Python Performance: Why 'if not list' is 2x Faster Than Using len()

abhi9u@lemmy.world · 7 months ago

Python Performance: Why 'if not list' is 2x Faster Than Using len()

thebestaquaman@lemmy.world · 7 months ago

I write a lot of Python. I hate it when people use “X is more pythonic” as some kind of argument for what is a better solution to a problem. I also have a hang up with people acting like python has any form of type safety, instead of just embracing duck typing.This lands us at the following:

The article states that “you can check a list for emptiness in two ways: if not mylist or if len(mylist) == 0”. Already here, a fundamental mistake has been made: You don’t know (and shouldn’t care) whether mylist is a list. These two checks are not different ways of doing the same thing, but two different checks altogether. The first checks whether the object is “falsey” and the second checks whether the object has a well defined length that is zero. These are two completely different checks, which often (but far from always) overlap. Embrace the duck type- type safe python is a myth.

Avicenna@lemmy.world · edit-2 7 months ago

isn’t the expected behaviour exactly identical on any object that has len defined:

“By default, an object is considered true unless its class defines either a bool() method that returns False or a len() method that returns zero, when called with the object.”
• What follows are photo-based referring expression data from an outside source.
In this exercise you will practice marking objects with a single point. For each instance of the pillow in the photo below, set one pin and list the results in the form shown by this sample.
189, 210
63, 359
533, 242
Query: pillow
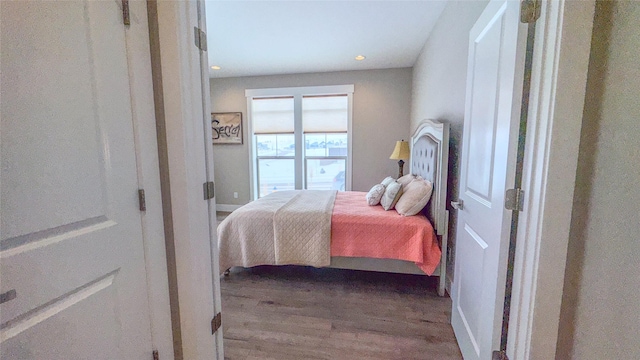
391, 195
414, 197
388, 180
375, 194
405, 180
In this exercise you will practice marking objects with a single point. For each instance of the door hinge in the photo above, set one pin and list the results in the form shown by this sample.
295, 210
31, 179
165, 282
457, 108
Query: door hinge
514, 199
216, 322
126, 16
142, 200
499, 355
530, 11
200, 38
208, 189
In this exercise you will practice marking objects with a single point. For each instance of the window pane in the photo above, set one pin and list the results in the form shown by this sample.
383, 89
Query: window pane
272, 115
286, 145
266, 145
337, 144
323, 114
326, 174
275, 175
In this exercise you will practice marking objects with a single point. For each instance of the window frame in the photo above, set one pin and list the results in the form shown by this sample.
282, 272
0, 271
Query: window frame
300, 158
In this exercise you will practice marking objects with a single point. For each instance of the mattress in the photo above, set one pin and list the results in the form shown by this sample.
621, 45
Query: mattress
360, 230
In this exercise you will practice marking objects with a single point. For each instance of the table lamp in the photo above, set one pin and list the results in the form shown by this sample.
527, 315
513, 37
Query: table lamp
399, 153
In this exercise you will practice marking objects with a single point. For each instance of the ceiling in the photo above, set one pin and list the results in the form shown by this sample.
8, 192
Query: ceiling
247, 38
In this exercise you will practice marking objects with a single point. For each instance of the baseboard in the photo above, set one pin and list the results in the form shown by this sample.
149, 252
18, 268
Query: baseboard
227, 207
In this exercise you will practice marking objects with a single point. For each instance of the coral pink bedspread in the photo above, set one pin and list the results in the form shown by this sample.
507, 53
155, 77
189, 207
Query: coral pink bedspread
360, 230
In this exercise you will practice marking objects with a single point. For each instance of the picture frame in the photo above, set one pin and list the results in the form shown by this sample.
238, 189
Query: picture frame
226, 128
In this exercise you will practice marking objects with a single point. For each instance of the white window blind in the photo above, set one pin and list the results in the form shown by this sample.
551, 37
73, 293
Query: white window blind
325, 114
273, 115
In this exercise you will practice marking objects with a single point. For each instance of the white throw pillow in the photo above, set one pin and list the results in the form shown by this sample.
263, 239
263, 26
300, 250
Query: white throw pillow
388, 180
415, 197
391, 195
405, 180
375, 194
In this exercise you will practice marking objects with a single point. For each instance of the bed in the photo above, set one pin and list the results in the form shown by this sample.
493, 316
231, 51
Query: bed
339, 229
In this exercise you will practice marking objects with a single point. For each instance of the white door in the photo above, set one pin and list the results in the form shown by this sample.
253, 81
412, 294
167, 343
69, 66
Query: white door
488, 149
71, 251
209, 168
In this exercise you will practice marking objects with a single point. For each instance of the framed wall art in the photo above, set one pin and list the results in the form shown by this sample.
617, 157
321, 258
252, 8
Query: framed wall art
226, 128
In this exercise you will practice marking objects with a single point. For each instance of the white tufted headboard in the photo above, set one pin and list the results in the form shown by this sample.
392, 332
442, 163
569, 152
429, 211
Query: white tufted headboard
430, 159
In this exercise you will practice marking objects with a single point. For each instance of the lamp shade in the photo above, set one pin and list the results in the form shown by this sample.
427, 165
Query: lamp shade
401, 151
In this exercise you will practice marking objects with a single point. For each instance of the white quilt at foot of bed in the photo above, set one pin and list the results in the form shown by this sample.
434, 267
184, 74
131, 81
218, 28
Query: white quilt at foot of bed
283, 228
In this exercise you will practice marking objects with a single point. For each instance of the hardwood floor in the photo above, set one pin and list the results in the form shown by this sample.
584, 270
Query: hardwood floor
294, 313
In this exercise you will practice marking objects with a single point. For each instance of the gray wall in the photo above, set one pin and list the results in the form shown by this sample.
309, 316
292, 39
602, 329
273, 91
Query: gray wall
381, 116
439, 84
600, 316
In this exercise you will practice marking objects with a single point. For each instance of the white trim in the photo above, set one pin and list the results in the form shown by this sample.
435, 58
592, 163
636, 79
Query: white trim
349, 172
183, 115
561, 56
298, 93
253, 188
227, 207
146, 147
303, 90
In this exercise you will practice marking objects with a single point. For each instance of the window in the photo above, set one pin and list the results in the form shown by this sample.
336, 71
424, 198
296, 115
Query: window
300, 138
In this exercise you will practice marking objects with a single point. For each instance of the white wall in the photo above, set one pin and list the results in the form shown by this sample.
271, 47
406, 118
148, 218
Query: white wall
381, 116
439, 79
600, 316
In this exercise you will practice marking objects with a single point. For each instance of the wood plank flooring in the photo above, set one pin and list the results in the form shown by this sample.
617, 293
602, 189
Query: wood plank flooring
294, 313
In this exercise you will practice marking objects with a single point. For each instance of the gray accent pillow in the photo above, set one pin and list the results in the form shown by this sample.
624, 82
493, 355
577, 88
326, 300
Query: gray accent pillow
405, 180
391, 195
415, 197
375, 194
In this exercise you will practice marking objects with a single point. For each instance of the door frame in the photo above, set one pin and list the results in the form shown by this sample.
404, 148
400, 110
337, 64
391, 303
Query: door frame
190, 245
146, 148
557, 98
558, 86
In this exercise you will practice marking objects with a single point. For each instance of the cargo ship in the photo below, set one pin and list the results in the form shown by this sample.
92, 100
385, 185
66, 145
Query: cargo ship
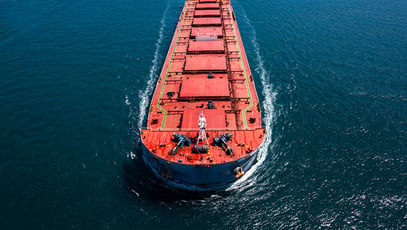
204, 127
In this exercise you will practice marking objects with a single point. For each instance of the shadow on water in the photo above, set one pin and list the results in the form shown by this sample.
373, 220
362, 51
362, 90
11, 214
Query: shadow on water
141, 182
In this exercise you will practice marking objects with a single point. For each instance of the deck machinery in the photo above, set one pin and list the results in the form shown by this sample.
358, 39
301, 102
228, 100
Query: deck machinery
204, 126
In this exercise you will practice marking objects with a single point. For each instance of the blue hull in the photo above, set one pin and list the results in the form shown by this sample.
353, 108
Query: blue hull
197, 177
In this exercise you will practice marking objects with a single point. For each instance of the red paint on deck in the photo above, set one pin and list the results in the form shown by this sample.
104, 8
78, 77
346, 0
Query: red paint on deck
201, 13
204, 31
205, 63
205, 88
184, 89
207, 6
208, 46
214, 122
207, 21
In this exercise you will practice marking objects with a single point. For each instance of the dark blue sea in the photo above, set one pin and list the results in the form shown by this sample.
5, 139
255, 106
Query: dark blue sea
76, 77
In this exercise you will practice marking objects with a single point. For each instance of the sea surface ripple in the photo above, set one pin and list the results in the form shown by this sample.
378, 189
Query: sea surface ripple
77, 77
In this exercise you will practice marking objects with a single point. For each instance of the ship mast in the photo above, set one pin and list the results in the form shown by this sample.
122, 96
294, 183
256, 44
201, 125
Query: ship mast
202, 128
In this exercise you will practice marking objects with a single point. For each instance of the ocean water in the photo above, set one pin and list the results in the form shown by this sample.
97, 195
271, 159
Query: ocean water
76, 77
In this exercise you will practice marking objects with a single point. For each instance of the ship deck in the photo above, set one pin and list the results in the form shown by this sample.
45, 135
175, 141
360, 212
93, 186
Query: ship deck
206, 69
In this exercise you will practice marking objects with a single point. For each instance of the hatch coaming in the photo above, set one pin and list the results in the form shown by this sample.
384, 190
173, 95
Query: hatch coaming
192, 65
243, 143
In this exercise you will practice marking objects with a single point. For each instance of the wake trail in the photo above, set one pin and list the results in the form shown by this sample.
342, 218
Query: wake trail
145, 95
268, 111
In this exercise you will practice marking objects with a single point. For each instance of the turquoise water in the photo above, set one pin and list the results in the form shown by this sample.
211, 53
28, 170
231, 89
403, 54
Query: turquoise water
76, 77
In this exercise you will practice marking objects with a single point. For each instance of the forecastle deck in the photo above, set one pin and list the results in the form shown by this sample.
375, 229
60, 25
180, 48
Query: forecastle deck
206, 69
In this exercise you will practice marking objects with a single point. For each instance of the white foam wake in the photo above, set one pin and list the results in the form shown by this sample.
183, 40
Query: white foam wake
144, 95
268, 109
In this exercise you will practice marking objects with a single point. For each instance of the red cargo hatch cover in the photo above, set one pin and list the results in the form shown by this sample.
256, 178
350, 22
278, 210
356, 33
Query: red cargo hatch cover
205, 31
207, 12
213, 120
205, 63
205, 88
206, 21
199, 46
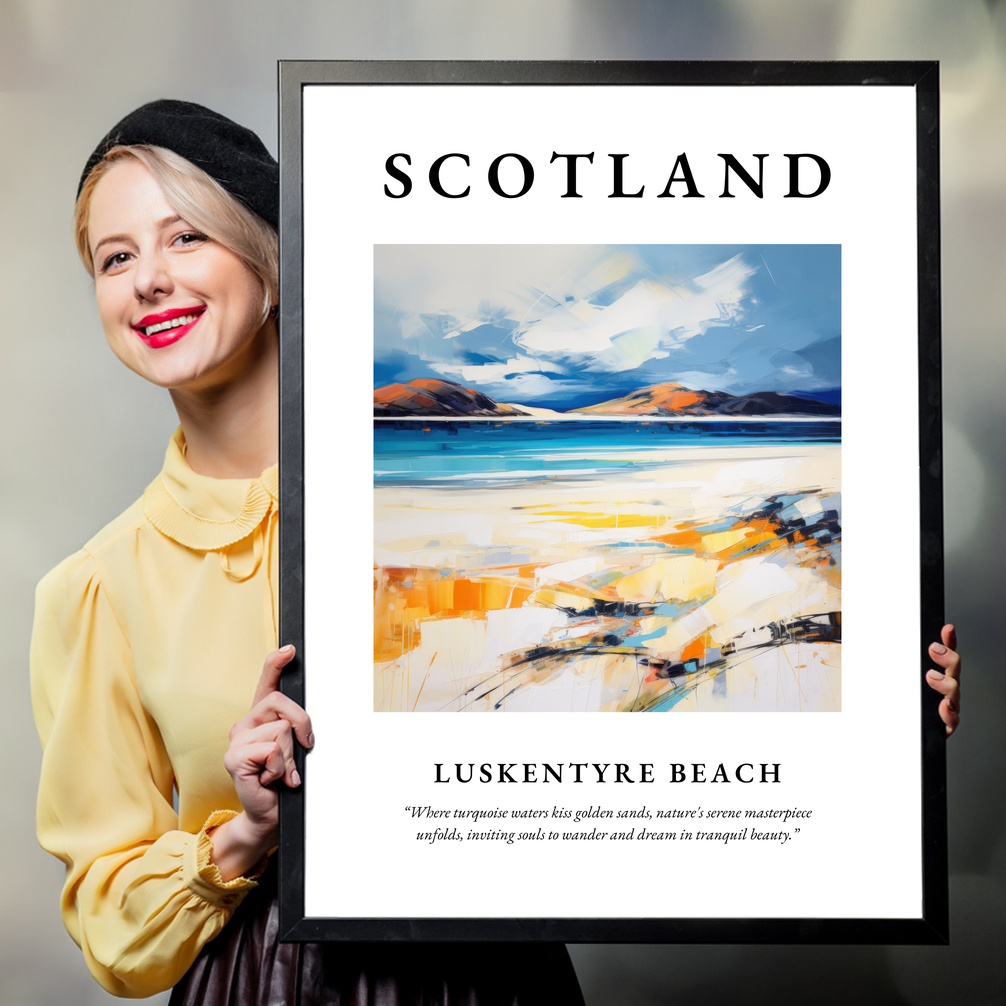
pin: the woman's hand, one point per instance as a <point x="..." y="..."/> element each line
<point x="261" y="752"/>
<point x="947" y="682"/>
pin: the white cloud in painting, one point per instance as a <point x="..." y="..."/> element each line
<point x="643" y="324"/>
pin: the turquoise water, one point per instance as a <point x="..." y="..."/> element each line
<point x="488" y="453"/>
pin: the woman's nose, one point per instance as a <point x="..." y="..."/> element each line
<point x="152" y="277"/>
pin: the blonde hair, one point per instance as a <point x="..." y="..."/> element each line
<point x="200" y="201"/>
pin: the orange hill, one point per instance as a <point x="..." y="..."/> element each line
<point x="427" y="396"/>
<point x="662" y="399"/>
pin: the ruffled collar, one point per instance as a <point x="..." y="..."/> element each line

ps: well your objection is I guess that we cant know in advance if that said object has len defined such as being a collection so this question does not really apply to your post I guess.

CompassRed@discuss.tchncs.de · 7 months ago

It’s not the same, and you kinda answered your own question with that quote. Consider what happens when an object defines both dunder bool and dunder len. It’s possible for dunder len to return 0 while dunder bool returns True, in which case the falsy-ness of the instance would not depend at all on the value of len

thebestaquaman@lemmy.world · 7 months ago

Exactly as you said yourself: Checking falsieness does not guarantee that the object has a length. There is considerable overlap between the two, and if it turns out that this check is a performance bottleneck (which I have a hard time imagining) it can be appropriate to check for falsieness instead of zero length. But in that case, don’t be surprised if you suddenly get an obscure bug because of some custom object not behaving the way you assumed it would.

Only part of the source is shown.